O Deus poeta – Walber Aguiar*Pois somos feitura dele, criados em Cristo Jesus para as boas obras, as quais Deus preparou de antemão para que andássemos nelas. Efésios 2:8Era um dia como outro qualquer. Talvez nem fosse. Dia de entender por quem os sinos dobram. De tentar compreender por que um só Deus ao mesmo tempo é três. De dançar, conforme textos de Kivitz e Caio Fábio, com o Deus que está tanto na poesia quantos nos chinelos, tanto nas coisas loucas quanto nas disparatadas.
Assim, não dá pra encarar o divino no quadro estereotipado dos “artistas” do legalismo, dos “mestres” da religião farisaica, dos escritores da letra morta. Não dá pra conceber aquele Deus de queixo comprido, com cara de São Benedito, pois o rosto do Sagrado sempre tem que comportar o brilho das cores, a leveza do infinito, a efetividade da palavra poética.

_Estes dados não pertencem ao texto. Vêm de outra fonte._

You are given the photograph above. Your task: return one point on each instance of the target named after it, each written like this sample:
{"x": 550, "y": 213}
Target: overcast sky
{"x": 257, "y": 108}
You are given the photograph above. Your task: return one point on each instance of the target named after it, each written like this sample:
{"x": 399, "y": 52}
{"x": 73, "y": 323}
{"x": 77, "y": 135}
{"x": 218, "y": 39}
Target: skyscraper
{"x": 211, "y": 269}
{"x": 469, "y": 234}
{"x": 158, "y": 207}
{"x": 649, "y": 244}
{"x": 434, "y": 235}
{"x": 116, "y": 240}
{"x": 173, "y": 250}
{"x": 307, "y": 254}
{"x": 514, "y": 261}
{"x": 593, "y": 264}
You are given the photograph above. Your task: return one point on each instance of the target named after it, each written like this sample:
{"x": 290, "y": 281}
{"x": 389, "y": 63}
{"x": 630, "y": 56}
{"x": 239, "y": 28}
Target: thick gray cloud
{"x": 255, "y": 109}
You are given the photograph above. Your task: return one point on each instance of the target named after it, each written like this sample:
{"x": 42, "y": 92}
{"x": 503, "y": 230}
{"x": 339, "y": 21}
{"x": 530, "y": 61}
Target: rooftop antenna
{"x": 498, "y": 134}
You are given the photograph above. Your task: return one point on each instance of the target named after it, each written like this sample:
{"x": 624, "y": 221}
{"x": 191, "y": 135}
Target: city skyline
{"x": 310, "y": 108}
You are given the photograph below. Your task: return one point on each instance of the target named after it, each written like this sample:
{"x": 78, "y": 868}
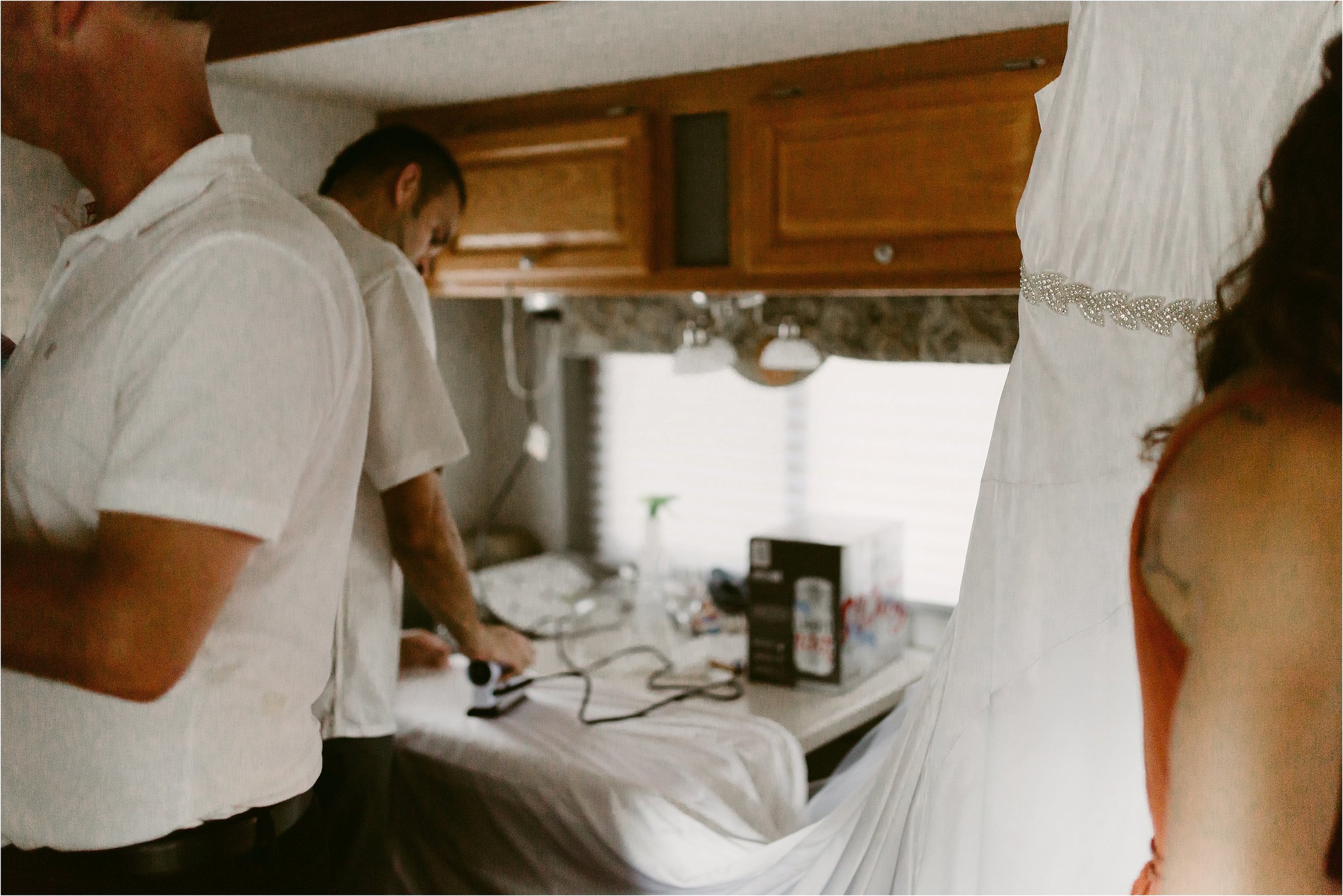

Ora, ao elegermos um projeto de espiritualidade integral, ou holística, carregamos na bagagem cotidiana o louvor, o lazer, o trato com o dinheiro, a coisa pública, a indignação, a palavra profética contra os governantes corruptos e tudo aquilo que consiga comportar a vida.
Sem dúvida, a arte aparece como elementos redutivos do ser em conflito conseguem mesmo e com a complexidade existencial que o circunda.
Com isso, o Deus poeta se manifesta. Quando Paulo diz que somos feitura dele, quer dizer que somos poesia de Deus, verso do sagrado, estilização do autor de todas as palavras.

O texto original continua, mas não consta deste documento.